Macron neden Beyrut'ta?
Fransa Cumhurbaşkanı korkunç patlamanın ardından Beyrut'a giden ilk yabancı devlet başkanı oldu. Macron, hükümeti protesto edenler önünde yaptığı konuşmada, zor durumdaki ülkeye yeniden inşa için uluslararası bir yardım programının arkasında durduğunu vurgulayarak yardımların doğrudan halka dağıtılmasının gerekli olduğunu söyledi. Köşe yazarları Macron'un çıkışının doğru zamanda atılan doğru bir adım olup olmadığını tartışıyor.
Macron işi biliyor
Macron, Lübnan'ın yolsuzluklara bulaşmış başarısız hükümetine güvenmiyor, diyor Lübnan'da yayınlanan L'Orient-Le Jour:
“İster kaza olsun ister suikast, ister bomba ister kurşun, ister İsrail ister tesadüf, bizim için fark etmez! Beyrut'tan sağ çıkanların Emmanuel Macron'a ve uluslararası topluma vermek istedikleri mesaj işte buydu. Gerçek Lübnan devleti, bugün karşı karşıya bulunduğumuz canavar değil, hiçbir zaman da olamaz. Canavarı görmezden gel, arkasından dolan, yokmuş gibi davran! Her şeyden önce devletin, 4 Ağustos patlamasını tek başına soruşturmasına izin verilmemeli. Uluslararası yardım da bu canavar es geçilerek dağıtılmalı. Emmanuel Macron dün akşam bu ve benzeri konularda önemli bir adım attığını gösterdi.”
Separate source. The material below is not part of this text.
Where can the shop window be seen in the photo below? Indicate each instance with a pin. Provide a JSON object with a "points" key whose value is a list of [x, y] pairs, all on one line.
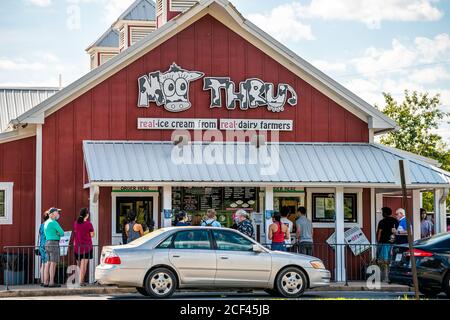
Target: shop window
{"points": [[323, 207], [6, 195]]}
Avrupa'dan güçlü bir mesaj
Der Spiegel dergisi Macron'un cesur hamlesini övüyor:
“Macron'un Lübnan'a gidişini, eski sömürgelerde güçlü bir görüntü vermesinin kendi ülkesinde de olumlu karşılanacak olmasıyla açıklamak mümkün tabii. Ama Macron'un hemen Lübnan'a gitmesi ve nefret edilen seçkinlere karşı halkın yanında yer alması, öncelikle Avrupa'dan güçlü bir mesaj anlamına geliyor. ... Fransa, -son olarak Libya'da tek başına hareket ettiğinde tanık olduğumuz gibi yanlış yönlendirilmiş- gerçek jeopolitik ihtirasları olan ve bunu gizlemeyen tek AB ülkesi. Macron zaten dış politikayı düzenleme iddiası olan ve bir Avrupalı olarak bu konuda liderlik rolü üstlenmekten çekinmeyen biri. Almanya bunu örnek alabilir.”
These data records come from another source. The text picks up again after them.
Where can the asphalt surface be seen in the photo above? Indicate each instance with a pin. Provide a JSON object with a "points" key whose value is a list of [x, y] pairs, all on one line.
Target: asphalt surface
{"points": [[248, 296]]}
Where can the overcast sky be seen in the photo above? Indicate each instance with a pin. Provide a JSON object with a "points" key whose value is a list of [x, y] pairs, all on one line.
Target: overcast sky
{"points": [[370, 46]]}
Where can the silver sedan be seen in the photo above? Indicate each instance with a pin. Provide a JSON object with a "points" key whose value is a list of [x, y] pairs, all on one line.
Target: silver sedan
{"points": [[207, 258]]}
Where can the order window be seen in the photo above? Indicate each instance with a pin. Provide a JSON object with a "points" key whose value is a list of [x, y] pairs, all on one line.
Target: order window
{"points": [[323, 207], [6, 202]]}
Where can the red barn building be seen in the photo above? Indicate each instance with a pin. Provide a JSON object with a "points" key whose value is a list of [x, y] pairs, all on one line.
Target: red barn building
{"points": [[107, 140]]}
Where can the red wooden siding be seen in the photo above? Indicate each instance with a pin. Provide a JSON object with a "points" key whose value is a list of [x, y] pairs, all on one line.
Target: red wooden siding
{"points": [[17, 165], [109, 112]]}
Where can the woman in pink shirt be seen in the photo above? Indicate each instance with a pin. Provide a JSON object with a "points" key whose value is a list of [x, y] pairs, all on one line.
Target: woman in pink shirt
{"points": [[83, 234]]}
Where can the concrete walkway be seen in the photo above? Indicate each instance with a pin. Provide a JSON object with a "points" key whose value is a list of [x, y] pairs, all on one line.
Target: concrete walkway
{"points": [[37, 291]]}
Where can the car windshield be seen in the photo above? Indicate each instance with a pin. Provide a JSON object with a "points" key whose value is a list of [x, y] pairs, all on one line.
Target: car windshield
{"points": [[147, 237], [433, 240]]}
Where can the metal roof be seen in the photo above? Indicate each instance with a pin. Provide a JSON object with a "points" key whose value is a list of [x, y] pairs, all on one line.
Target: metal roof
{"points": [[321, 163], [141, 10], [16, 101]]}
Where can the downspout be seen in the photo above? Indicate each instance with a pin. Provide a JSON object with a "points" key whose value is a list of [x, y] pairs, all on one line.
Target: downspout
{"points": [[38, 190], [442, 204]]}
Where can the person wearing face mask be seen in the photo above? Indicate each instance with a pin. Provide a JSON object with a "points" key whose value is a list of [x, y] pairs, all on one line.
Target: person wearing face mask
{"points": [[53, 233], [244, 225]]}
Öncelikle stratejik bir hamle
La Repubblica'ya göre Fransa Türkiye'nin Akdeniz bölgesindeki ilerleyişini durdurmak için jeopolitik bir ağ kuruyor:
“Elize Sarayı'nın şefinin Lübnan misyonu, Mısır ile Yunanistan arasında imzalanan deniz, enerji ve ekonomi anlaşmasıyla aynı zamana denk geldi. Bu anlaşma Türkiye ile Libya hükümetinin geçen yıl Trablus'ta imzaladıkları deniz anlaşmasına açık bir cevap. Tesadüf olamaz: Bu işin içinde de Fransa'nın parmağı var. Libya'da Türkiye tarafından küçük düşürülen ve bu yüzden Ortadoğu'da bir zamanlar Türkiye'nin bahçesi olan Lübnan'da Ankara'ya ayar vermeye kararlı olan Fransa. Akdeniz bölgesinde yönetmen koltuğunda Paris'in oturduğu 'büyük bir oyun' oynanıyor.”
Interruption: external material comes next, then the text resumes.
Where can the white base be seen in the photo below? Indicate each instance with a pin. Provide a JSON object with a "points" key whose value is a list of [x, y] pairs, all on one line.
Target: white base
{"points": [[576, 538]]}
Hem reklam, hem müdahalecilik: Sağ ol, almayayım
De Morgen, Fransa cumhurbaşkanının fırsatları nasıl kullandığını biraz da şaşkınlıkla izliyor:
“Cumhurbaşkanı Macron Beyrut sokaklarında bir kahraman gibi yürüyor. Lübnan halkı, kendi liderlerinde bulamadığı teselliyi onda arıyor. Tuhaf bir görüntü. Lübnan halkı, bir zamanlar kurtulduğu ülkenin liderine sarılıyor. ... Cam kırıkları temizlendiğinde, insanların öfkesinin bir değişikliğe mi, kaosa mı yoksa daha fazla yıkıma mı yol açacağı ortaya çıkacak. Umarım Belçika o zaman daha hızlı ve daha güçlü bir tutum sergiler. Bunun da Fransız tarzı bir halkla ilişkiler kampanyası ya da müdahalecilikle yapılmasını istemiyoruz biz.”